Por supuesto que la llegada de Rowena con las cuatro niñas causó sorpresa, pero nadie se atrevió a cuestionarla. Todos sabían del buen corazón de la duquesa y su debilidad por los niños ya que a sus veintiocho años no había podido tenerlos. También conocían su férrea determinación y su esposo, que la amaba mas que a si mismo, no se atrevió a contradecirla cuando afirmó que las criaturas se quedarían ahí.

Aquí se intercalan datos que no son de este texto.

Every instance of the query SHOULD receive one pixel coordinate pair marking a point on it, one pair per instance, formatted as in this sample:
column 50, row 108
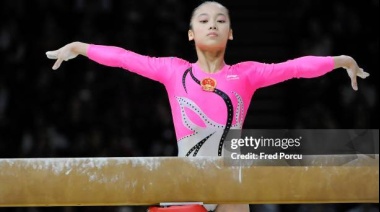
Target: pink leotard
column 202, row 118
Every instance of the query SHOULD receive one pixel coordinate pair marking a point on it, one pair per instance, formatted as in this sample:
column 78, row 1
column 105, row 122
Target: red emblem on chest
column 208, row 84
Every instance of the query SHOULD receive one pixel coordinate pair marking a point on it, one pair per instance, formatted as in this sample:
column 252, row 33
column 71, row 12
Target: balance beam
column 153, row 180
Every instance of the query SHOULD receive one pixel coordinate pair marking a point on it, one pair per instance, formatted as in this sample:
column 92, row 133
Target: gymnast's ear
column 190, row 34
column 230, row 36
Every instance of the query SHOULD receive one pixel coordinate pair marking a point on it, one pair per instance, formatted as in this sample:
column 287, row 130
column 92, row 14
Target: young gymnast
column 208, row 97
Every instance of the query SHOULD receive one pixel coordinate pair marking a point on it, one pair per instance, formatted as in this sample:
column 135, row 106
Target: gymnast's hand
column 66, row 53
column 352, row 68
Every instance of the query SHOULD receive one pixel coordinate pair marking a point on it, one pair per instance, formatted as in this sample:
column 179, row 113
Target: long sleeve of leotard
column 155, row 68
column 262, row 74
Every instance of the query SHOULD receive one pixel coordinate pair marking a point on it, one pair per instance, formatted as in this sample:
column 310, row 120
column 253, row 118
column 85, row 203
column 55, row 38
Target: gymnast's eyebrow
column 219, row 14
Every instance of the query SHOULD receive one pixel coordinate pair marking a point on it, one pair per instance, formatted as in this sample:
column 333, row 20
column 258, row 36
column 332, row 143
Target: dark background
column 87, row 110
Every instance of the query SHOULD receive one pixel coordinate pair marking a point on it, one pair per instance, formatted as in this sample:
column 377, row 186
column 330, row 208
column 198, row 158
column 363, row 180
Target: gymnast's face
column 210, row 27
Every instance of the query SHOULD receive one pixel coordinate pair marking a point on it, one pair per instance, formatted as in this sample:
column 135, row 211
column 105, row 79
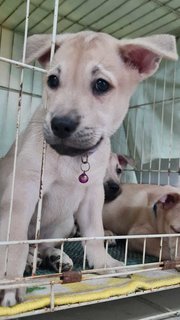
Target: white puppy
column 85, row 99
column 144, row 209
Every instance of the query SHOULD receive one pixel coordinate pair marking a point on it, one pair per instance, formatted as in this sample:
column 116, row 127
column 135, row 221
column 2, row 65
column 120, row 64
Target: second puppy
column 144, row 209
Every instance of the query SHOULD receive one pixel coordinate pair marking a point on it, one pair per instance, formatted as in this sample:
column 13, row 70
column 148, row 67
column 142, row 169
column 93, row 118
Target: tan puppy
column 145, row 209
column 85, row 99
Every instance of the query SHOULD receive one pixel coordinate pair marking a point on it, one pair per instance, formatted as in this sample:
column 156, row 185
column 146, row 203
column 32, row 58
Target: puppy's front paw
column 10, row 297
column 111, row 242
column 54, row 260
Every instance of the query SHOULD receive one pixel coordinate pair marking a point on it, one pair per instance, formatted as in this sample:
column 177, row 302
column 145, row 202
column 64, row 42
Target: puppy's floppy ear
column 125, row 160
column 169, row 200
column 145, row 54
column 39, row 47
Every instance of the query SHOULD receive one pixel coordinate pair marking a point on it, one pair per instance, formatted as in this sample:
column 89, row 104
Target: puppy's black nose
column 63, row 127
column 113, row 186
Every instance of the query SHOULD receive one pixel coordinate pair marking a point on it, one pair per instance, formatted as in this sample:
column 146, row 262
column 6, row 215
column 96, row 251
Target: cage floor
column 75, row 252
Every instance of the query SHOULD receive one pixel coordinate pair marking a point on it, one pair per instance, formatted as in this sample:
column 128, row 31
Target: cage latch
column 171, row 264
column 71, row 276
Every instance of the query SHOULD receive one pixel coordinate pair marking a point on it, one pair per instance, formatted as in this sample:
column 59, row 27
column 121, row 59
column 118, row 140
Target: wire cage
column 149, row 134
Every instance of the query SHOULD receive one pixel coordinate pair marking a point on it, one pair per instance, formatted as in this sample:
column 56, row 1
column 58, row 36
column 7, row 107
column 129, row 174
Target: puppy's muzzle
column 66, row 137
column 64, row 127
column 112, row 190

Las pequeñas que no quisieron comer nada,fueron trasladadas a una habitación infantil arreglada a toda prisa y la noche buena transcurrió todo lo normal que la situación lo permitió. 

No hizo falta investigar mucho para averiguar lo que pasó. Al día siguiente, el día de navidad, se vio algo empañado por los chismorreos de lo que llamaron "La tragedia de La Joya".

Según se enteraron, la pasada noche un grupo de hombres armados entraron en la residencia del Señor Loughy, el mayor de los hijos de la familia, y si razón aparente, mataron a todos los que se encontraban dentro.

Toda la familia paterna estaba ahí, y solo familiares lejanos por parte de las vías maternas podían acoger a las niñas. No obstante, ninguno de ellos se presentó en los meses siguiente reclamándolas, al fin y al cabo, recoger una criatura significaba un gasto, y si era mujer peor, pues tendría que proporcionarle una dote y la única esperanza para recuperar el gasto era que la mujer encontrara un buen partido que no muchas veces era posible. En el fondo, Rowena se alegró de que nadie las buscara, les había tomado mucho cariño a las adorables criaturas y no quería dejarlas ir. Además, si alguien iba a buscar a una de ellas significaría separarla de las otras, y ella estaba segura de que eso las destrozaría pues se querían como hermanas. Así que, con ayuda y apoyo de su esposo, se convirtió en su tutora. Las educaría como a unas damas y se encargaría de conseguirles en un futuro un buen marido. A partir de ahora, las Señoritas Loughy serían sus hijas aunque ellas no llegaran a considerarla su madre, pues entendía que el recuerdo de la suyas siempre estaría patente, pero ella ya las quería como lo que eran, una joyas. Como las joyas que tenían los anillos que poco después habían descubierto llevaban colgados en su cuello y que tenían la piedra preciosa que hacía honor a sus nombres. Ahora eran sus joyas. Joyas de la nobleza.